Like tax evasion, tax fraud involves using deceit and other fraudulent means to defraud a person or the public of money, service or a security. It is an offence under s.380 of the Criminal Code, with government documents noting that “the quality of life that all Canadians enjoy is supported by the taxes we pay.”
If you knowingly provide false information on your tax return, you may be found guilty of tax fraud. Examples would include:
overstating your expenditures;
neglecting to list an income source;
failing to file a tax return; or
claiming to reside in one province while actually living somewhere else.
You can also be prosecuted under the Income Tax Act or the Excise Tax Act.
What Is the Penalty for Tax Fraud?
If the value of the tax fraud is more than $5,000, the charge will be treated as an indictable offence under the Criminal Code, with a maximum sentence of 14 years in prison. Tax frauds valued at less than $5,000 are handled as summary convictions, with a maximum penalty of two years in jail.
If you file a false tax return and are charged with tax fraud under S.238 of the Income Tax Act or S.326(1) of the Excise Tax Act, you face a maximum fine of $25,000, 12 months in jail, or both.
If you participated in making false or deceptive statements, evading a tax payment or destroying or altering financial records, you could be charged under S.239 of the Income Tax Act.
If the charge is treated as a summary conviction, the maximum penalty is a fine of up to 200 percent of the amount of the tax that was sought to be evaded, two years in jail or both.
If the charge is prosecuted as an indictable offence, the maximum fine is 200 percent of the value of the fraud and/or a five-year prison term.
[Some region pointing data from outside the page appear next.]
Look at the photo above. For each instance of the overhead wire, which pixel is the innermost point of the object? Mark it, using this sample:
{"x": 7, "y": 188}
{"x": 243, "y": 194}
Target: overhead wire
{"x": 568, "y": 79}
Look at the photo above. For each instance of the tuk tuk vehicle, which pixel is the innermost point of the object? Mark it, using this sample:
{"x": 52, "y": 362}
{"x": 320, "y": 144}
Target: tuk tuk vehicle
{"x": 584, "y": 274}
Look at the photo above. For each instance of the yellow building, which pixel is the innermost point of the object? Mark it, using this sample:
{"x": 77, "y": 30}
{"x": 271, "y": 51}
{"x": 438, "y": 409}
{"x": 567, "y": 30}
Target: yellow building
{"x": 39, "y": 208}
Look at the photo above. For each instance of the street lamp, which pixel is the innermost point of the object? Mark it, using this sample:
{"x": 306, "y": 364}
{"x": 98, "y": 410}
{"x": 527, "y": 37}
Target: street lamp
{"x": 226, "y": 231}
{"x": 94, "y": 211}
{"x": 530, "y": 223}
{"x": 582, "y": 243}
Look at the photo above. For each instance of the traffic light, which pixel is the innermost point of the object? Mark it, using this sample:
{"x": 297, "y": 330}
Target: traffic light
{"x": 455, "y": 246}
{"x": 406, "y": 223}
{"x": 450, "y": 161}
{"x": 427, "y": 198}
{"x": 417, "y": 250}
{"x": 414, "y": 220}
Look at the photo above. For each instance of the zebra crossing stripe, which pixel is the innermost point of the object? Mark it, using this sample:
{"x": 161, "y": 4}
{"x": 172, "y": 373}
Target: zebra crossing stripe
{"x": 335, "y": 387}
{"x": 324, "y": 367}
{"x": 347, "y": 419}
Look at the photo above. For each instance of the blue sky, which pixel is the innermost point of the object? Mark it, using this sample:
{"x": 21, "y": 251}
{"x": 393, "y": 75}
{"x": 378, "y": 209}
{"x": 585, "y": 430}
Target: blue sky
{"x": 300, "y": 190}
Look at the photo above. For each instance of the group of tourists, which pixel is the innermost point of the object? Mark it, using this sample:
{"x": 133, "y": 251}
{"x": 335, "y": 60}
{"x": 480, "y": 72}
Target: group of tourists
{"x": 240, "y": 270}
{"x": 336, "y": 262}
Audits vs. Criminal Investigations
An audit is considered a civil matter, verifying that information provided by a taxpayer to the Canadian Revenue Agency (CRA) is correct. You may be ordered to pay more money if discrepancies are found.
Criminal investigations typically involve a search warrant. These warrants are executed by the CRA with assistance from police officers. They can search both home and business premises and the offices of the accountant, seizing paper records as well as any computers and digital storage devices. Accountant records are not subject to privilege, unlike lawyer’s files.
What are my Defences to the Charge of Tax Fraud?
During the prosecution stage, the Crown must show the accused wilfully contravened Canadian laws to evade taxes. The best defence against a charge of tax fraud depends on the circumstances, but here are two common defence strategies.
It was an honest mistake. To be convicted of tax fraud, the Crown prosecutor must prove that you committed a criminal action (actus reus) and that you knew (mens rea) that what was being done was illegal. If you did not mean to commit tax fraud but instead made an honest mistake in filing a return, that is not considered an offence.
Your Charter rights were violated. The Charter of Rights and Freedoms protects the privacy of individuals and businesses, including the right to be secure against unreasonable search or seizure. In 2002, the Supreme Court of Canada ruled that "there must be some measure of separation between the audit and investigative functions" of the CRA. The judgment added, "all Charter protections that are relevant in the criminal context must apply."